Like if I asked, why did you decided to startup? That excludes employees. So I
asked "take greater control". But I never said "get complete control".

I meant share a story about a time when you were prompted to become more
independent; like why you became an entrepreneur, consultant or employee for
instance. Or if you left home, why? What happened? Why the choice of more
independence? Frustration? Drive to do good? Forced by circumstances?

Maybe I'll ask again but differently next time. I didn't think asking for the
full story was trivial.

------
jacquesm
When my kid was born. That was a pretty good wake up call. I was 28 at the
time and up to that point just taking whatever gig that I could get. Lots of
money one part of the year, dirt poor another, it didn't really matter.
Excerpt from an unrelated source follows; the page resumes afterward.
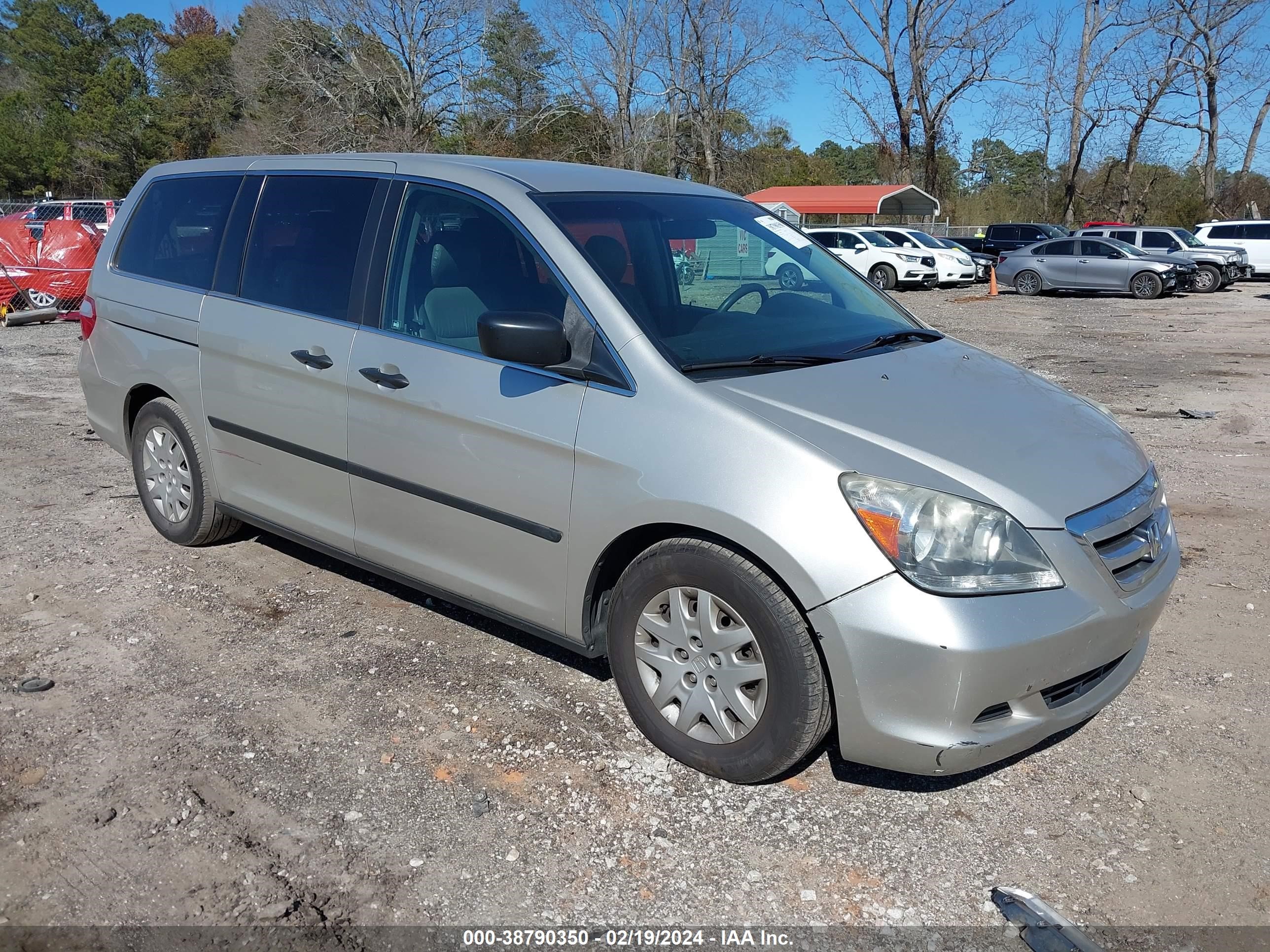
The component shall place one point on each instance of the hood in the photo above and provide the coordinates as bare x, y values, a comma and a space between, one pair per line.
1178, 261
1223, 249
953, 418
The extra responsibility helped me to focus quite nicely.

------
bayareaguy
I'm alive twenty five but I've still got no control.

------
pasbesoin
I painted myself into a black hole of frustration. The situation was bound to
fall apart, and it did about a year ago. Unfortunately, not at my initiative.

I am hoping that this is the time when I take control. Better late than never.

(In some ways, I've always taken control. In never being satisfied with the --
usually inefficient and boring and mistake-laden -- status quo. However,
trying to introduce changes from the bottom up, or even just follow your own
road, has limited effectiveness in some organizations.

That's just the way they are. You could say it was my fault for not getting
out sooner, but then I was dealing with a lot of stuff on multiple fronts.)